Instances can reboot, under operator control or due to a crash, and still retain their existing hard drive storage. Only less frequent 'instance termination' causes a loss of hard drive contents.

True, there are no guarantees that any instance won't be terminated by Amazon or other system failures at any time, so you're supposed to have your own backup and persistence strategy. But in practice, full terminations are rare, and Amazon has even given warnings when system upgrades mean large instance turnover is expected. (Though, there is no guarantee they will do so.)

So the falsehoods above are "[data is lost] if your virtual server goes down for any reason" and both concrete examples given, "taking it down to install security patches" and "system crash".

felipe · on Sept 20, 2007

Three days ago I received an email from Amazon alerting me that "one or more of your instances are running on hosts degraded due to hardware failure.", and giving me a week to migrate to another instance. I have a script that creates daily instance images as a back-up procedure, so the "migration" was just a matter of starting another instance using the most recent image and I was up and running.

I looked back on my logs and found out that the particular degraded instance was running since June without any problems or shutdowns. Not bad for a VPS...

I'm very aware that Amazon provides no guarantees, but I have to say that my confidence on EC2 increased after this incident.

davidw · on Sept 19, 2007

From reading the comments, it's kind of difficult to figure out what gets persisted and what doesn't. I mean, if it's persistent until you shut the machine down, that's not so bad... it's like having a VPS somewhere, no?

wmf · on Sept 19, 2007

The local storage is persistent until Amazon shuts down the virtual machine whenever they want. (They say that it only happens due to hardware failures or EC2 platform upgrades, but you have no control over those events.)

kirubakaran · on Sept 19, 2007

You can design around this, given the upside of using EC2+S3. It is anyway better to design your app with potential failure in mind, don't you think?

staunch · on Sept 19, 2007

I think it's super useful for certain kinds of things where you need lots of servers on-demand. For most startups I think boring old fashioned dedicated server accounts are the way to go. The price, simplicity, and control is unbeatable IMHO.

kvogt · on Sept 20, 2007

We run a live video cluster on EC2 that scaled from 10 nodes to 100+ and back again several times. Amazon keeps things running smoothly even when we're pushing close to 2gbps of video to 14,000 simultaneous clients. So I would say it performs very well for jobs requiring lots of computation or bandwidth.

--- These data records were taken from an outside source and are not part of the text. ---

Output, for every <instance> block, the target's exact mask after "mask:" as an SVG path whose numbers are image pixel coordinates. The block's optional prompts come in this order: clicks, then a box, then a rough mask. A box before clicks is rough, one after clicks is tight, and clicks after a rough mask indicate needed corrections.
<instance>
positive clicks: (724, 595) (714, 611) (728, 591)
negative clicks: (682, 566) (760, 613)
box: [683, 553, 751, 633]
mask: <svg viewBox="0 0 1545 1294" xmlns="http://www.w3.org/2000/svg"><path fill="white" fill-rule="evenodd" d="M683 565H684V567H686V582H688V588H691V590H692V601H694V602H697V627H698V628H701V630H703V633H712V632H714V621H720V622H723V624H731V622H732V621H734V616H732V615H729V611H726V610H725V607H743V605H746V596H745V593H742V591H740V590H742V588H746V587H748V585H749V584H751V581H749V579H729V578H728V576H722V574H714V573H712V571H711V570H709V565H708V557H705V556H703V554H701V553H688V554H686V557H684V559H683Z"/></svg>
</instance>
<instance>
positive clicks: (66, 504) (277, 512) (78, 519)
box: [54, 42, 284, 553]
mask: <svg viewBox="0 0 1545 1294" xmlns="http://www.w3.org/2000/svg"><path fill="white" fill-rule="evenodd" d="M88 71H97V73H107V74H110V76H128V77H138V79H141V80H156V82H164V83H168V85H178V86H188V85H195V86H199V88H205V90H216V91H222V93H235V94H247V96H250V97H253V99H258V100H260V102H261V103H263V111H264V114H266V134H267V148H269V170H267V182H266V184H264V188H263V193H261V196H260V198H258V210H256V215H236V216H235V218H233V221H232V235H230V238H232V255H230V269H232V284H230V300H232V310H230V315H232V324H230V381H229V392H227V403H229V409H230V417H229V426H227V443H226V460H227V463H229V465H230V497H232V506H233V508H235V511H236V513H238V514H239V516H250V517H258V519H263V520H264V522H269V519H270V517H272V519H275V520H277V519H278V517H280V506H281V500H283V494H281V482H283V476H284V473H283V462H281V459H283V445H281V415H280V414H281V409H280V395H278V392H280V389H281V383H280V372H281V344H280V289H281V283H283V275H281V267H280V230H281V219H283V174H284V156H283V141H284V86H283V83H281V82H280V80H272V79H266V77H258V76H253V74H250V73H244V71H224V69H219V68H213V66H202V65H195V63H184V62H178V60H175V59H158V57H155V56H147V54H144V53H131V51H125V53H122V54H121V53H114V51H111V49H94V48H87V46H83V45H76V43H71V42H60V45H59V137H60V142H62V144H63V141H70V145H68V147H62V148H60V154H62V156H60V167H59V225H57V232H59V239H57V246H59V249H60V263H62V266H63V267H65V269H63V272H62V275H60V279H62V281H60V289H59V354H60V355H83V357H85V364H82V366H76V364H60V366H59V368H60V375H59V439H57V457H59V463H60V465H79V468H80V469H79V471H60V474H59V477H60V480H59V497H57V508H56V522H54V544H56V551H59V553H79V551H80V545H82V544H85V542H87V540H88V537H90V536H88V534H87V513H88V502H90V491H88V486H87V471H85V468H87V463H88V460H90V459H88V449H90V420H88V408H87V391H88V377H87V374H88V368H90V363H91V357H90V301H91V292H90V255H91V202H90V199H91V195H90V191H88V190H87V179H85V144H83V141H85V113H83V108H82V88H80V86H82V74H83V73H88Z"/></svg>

However... we have our web servers in a colo. Ping times to EC2 aren't fantastic, so we use a traditional CDN for static content and a colo for application servers in order to keep things snappy.

breck · on Sept 19, 2007

I talked to a guy last night at TC40 who swears by EC2. But he recommends using RightScale on top of it. I've given only a cursory glance at RS, but it looks interesting. And the guy just sold his company in the past week so it definitely worked for him.

davidw · on Sept 19, 2007

First impression:

My requests time out an awful lot:

Read timeout. Please try again later. If this persists please visit the AWS developer forums to see if it's the result of a known issue.

That and doubts about permanent storage are downers.

kirubakaran · on Sept 19, 2007

Can you please give more details about your set up, the country you are accessing EC2 from etc? I am curious to know coz I am in the process of putting all my eggs in the EC2 basket now.

davidw · on Sept 19, 2007

I'm in Austria, and I quite often ssh into servers in the US, with no problems at all. I've been having lots of issues with the EC2 tools timing out, though.

kirubakaran · on Sept 19, 2007

Thanks. I've heard that many non-US users have problems with EC2.